DISCLOSURE OF THE INVENTION

[0007] The present invention provides methods for culturing mammalian circovirus comprising: a) obtaining mammalian cells expressing a mammalian adenovirus E1 function, wherein said cells are permissive for mammalian circovirus replication; b) introducing said mammalian circovirus genome, or a portion thereof capable of replication, into said mammalian cells; and c) culturing said mammalian cells under conditions suitable for replication of said mammalian circovirus. In some embodiments, the method further comprises recovering said circovirus from said cultured cells.

[0008] In some embodiments, the mammalian circovirus is porcine circovirus, such as for example, porcine circovirus 1 (PCV1) or porcine circovirus 2 (PCV2). In yet additional embodiments, the porcine circovirus comprises a chimeric nucleotide sequence. In other embodiments, the mammalian cells are of porcine origin. In yet other embodiments, the mammalian cells are porcine retina cells.

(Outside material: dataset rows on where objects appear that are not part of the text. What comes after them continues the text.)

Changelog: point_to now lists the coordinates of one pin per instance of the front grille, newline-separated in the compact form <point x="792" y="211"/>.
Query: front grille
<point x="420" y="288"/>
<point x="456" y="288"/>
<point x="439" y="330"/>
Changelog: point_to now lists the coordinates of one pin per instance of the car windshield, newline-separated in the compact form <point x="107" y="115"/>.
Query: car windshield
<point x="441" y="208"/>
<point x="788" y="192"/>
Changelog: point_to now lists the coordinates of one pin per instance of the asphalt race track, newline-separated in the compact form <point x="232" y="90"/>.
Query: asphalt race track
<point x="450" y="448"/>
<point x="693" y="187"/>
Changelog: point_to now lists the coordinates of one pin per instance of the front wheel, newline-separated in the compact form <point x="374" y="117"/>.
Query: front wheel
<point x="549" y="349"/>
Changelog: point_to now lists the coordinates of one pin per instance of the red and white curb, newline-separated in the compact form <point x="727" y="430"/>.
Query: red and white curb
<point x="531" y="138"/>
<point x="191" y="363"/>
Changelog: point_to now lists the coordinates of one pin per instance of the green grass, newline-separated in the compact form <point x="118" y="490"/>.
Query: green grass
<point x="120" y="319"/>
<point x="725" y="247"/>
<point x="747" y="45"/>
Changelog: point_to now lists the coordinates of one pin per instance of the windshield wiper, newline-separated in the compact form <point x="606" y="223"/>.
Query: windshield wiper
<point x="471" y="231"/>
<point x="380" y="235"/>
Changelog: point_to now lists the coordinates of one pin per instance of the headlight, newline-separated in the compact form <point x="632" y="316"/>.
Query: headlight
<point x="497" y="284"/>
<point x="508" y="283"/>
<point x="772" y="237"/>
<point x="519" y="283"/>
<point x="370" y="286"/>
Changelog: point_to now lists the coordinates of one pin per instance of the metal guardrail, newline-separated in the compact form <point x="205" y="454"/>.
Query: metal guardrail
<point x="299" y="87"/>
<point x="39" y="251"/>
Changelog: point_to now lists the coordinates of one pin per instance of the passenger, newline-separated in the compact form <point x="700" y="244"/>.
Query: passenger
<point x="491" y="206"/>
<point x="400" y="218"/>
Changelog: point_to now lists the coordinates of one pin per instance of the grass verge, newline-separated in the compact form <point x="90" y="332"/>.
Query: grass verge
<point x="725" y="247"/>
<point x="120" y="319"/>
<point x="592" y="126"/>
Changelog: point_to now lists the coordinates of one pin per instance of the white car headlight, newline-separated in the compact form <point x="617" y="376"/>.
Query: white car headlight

[0009] In other embodiments, the mammalian adenovirus E1 function is human adenovirus E1 function. In yet other embodiments, the mammalian adenovirus E1 function is porcine adenovirus E1 function. In further embodiments, the E1 function is E1A and/or E1B function. In yet further embodiments, the mammalian cell expressing the mammalian E1 function is stably transformed with mammalian E1 gene sequences. In other embodiments, the mammalian E1 gene sequence is heterologous to said mammalian cell.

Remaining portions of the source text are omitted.